Князь решительно   встал с кресла,    голос его зазвучал спокойно и  уверенно:
-Я оторвал Вас от дел и попросил  загодя собраться в Киеве, для того чтобы объявить весть,  уже наверное многим известную. Осада Корсуни завершилась  победой. Я принял веру греческую Христову, а вслед за мной и вся дружина моя. Там же и обвенчался  по христианскому обряду с Византийской принцессой Анной, которая стала с того дня моей единственной законной женой.  А потому  хочу Вам объявить, что вера греческая в бога Иисуса Христа  с сего момента - есть вера всего народа русского, вера его князя и вера  нашей   Руси.

  Владимир выжидающе  замолчал, но видя, что многие одобрительно встретили его слова,  продолжил:
 -  Знаю,  что многие из  вас  здесь – христиане. А  остальным, скажу так: Вы все ко мне близки, либо по родству, либо по делам нашим. На вас люди русские в первую очередь смотреть будут и пример брать. За это и  спрос с вас будет особый. А потому, в первую голову все,  кто в этом зале не крещен, через три дня веру христианскую принять  должен,  здесь  же прилюдно, в  Киеве.   Но неволить не могу. Тот, кто думает иначе  и в иное верит, волен жить дальше  на Руси, но служить мне и государству русскому уже не будет. Поэтому  выбор за вами. До вечера решения вашего жду. А сейчас  идите. Готовьтесь встречать   принцессу византийскую – жену мою.
 Вскоре в  зале остался только  князь  да Добрыня.

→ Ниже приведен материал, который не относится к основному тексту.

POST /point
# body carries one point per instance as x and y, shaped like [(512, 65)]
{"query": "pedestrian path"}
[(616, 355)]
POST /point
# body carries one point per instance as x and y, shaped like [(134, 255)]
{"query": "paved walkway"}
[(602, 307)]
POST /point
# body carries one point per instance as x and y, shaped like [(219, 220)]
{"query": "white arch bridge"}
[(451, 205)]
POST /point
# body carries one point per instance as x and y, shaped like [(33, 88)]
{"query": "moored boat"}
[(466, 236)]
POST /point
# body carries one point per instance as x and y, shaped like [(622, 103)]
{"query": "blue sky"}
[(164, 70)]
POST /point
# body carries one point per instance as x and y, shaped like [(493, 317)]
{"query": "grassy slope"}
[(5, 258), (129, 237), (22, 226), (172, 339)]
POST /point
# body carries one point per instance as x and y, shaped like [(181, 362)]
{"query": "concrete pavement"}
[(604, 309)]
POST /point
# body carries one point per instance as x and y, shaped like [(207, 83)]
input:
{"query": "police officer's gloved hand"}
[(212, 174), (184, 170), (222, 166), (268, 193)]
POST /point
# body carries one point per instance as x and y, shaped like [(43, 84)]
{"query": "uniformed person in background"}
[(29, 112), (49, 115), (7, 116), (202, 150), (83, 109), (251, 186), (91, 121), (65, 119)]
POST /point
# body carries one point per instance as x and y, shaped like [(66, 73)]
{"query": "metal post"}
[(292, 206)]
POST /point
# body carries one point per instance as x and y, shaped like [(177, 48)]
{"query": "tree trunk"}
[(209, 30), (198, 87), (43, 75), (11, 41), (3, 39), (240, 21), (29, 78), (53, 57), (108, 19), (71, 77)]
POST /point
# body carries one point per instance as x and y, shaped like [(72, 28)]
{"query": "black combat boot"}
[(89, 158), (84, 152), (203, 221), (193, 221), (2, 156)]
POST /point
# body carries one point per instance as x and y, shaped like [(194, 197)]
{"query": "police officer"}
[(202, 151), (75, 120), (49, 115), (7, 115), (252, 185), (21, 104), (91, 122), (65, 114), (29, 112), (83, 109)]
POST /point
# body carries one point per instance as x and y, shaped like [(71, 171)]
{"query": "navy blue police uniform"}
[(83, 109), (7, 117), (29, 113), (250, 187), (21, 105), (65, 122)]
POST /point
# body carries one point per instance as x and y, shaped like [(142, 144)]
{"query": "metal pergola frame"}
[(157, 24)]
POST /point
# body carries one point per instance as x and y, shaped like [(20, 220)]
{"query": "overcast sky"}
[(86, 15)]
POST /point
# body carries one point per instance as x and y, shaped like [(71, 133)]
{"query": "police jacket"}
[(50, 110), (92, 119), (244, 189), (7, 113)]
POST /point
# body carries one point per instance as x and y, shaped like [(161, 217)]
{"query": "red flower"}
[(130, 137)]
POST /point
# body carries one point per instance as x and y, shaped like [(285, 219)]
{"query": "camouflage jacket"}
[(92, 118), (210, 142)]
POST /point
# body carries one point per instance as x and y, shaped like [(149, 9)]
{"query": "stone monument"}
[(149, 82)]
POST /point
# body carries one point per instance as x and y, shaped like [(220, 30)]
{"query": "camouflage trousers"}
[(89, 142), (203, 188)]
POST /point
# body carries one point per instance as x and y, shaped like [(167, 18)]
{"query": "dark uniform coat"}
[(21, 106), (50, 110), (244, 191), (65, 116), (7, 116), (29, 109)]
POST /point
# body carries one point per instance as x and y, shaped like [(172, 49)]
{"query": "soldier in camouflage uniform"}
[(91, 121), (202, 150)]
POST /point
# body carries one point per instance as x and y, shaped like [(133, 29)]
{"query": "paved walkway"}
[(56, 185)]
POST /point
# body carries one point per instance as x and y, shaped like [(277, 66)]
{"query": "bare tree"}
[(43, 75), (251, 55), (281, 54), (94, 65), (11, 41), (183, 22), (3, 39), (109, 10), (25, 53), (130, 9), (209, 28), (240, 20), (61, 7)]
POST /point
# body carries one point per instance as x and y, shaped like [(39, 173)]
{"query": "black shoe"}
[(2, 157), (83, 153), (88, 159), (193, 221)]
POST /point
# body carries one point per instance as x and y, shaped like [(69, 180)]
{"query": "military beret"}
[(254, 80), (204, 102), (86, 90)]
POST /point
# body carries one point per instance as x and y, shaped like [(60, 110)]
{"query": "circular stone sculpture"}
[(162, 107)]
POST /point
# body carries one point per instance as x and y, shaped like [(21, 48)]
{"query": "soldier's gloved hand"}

       -Ну что,  Добрыня? - спросил его Владимир, - готов веру христианскую вслед за мной принять?
-Нет,  княже. Знаю я тебя сызмальства. И верно тебе служил.  Да и ты меня, по правде сказать, никогда не обижал. Но веру дедовскую  менять на новую не готов. Да и стар я уже для этого. А потому ищи, князь,  себе нового посадника. А меня уволь. Видно пора  мне на покой, внуков нянчить.
  - Это твое окончательное решение,  воевода? - грозно спросил его Владимир.
 И не дожидаясь   ответа,   рассказал все, что произошло с ним за прошедший год. Тот слушал князя внимательно, не перебивая, с явным интересом.
-Ну, ежели все так и было, тогда я и сынам своим креститься накажу. Ибо вера твоя, князь,  – крепкая. Да и сам ты, как вижу,  другим человеком за это время стал. А коли сам князь народу примером служит - тогда и дело точно на Руси в гору пойдет. И сыновей тебе для этого всех  своих трех отдам. А вот самому мне уже видно поздновато, молодым дорогу дать надо, да под ногами  им не мешаться. Кого вместо меня в Новгород отправить думаешь?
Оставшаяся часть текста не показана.